Cover photo by Grant Hussey @gthussey_art

I recently moved my personal server over to a VPS and decided to automate and refine the process with Ansible. The end experience turned out much better than I thought it would.

In this post I won't go into the details of setting up the entire Ansible project or running the plays. I'm mainly going to show the core plays/roles I used to acheive a really seamless backup and restore experience.

This post should be treated as high level inspiration while also containing snippets you can plug into your own ansible repo.

Overview

Each of my services is deployed as a docker container with a mounted volume. The server is setup with Ansible. The Restic role will create a service's volume and attempt to restore it from a snapshot if it doesn't exist.

Each service then mounts it's volume. Airflow will be setup to mount all the volumes and back them all up periodically by send a snapshot to S3 via Restic.

I'll start off by showing my play, so you can get a high level idea of what is going to happen and what the end result is. I'll then dive into the details of each relevant role for the backup/restore functionality.
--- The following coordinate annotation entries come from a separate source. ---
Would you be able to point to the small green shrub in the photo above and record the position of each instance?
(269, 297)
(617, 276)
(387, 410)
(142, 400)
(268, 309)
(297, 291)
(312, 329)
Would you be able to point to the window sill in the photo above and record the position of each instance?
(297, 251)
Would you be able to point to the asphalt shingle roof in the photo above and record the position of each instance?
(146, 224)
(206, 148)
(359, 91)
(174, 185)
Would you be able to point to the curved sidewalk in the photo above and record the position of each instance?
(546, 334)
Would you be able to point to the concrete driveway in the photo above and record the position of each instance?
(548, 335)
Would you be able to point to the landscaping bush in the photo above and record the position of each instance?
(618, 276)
Finally I'll show a role for my Ghost service as an example of something using a volume that gets backed up.

In each section I'll show you a play/role and it's dependant files (defaults, templates, etc) and briefly explain the important bits.

There are a bunch of Traefik tags I have on each container that I won't get into as it's a bit distracting here.

Server Setup Play

  - hosts:
      - myhost.com
    vars:
      # these assume the init role has been applied
      ansible_port: 22222
      ansible_user: zac
      # host is for traefik settings in each service to specify subdomain
      host: myhost.com
      # Both restic and airflow use this
      restic_repo: s3:https://myresticrepo.com
    roles:
      - role: roles/docker
        become: true
        docker_users:
          - zac

      # just installs helpfull packages like curl
      - role: roles/common
        become: true
        
      - role: roles/restic
        become: true
        restore_volumes:
          - volume: ghost
            path: /toback/personal_server/docker/ghost
          - volume: postgres
            path: /toback/personal_server/docker/postgres
            
      - role: roles/postgres
        become: true
        volumes:
          - postgres:/var/lib/postgresql/data
        
      - role: roles/airflow
        become: true
        volumes:
          - /opt/airflow/dags:/usr/local/airflow/dags
          # everything in /toback will be backed up and restored
          - postgres:/toback/personal_server/docker/postgres
          - ghost:/toback/personal_server/docker/ghost
          
       - role: roles/ghost
        become: true
        volumes:
          - ghost:/var/lib/ghost/content
plays/personal_server/setup.yaml

I won't dive into the first 2 roles. I may make another post about installing Docker as it's a bit tricky, but roles/docker is pretty generic and there's loads of info online about that.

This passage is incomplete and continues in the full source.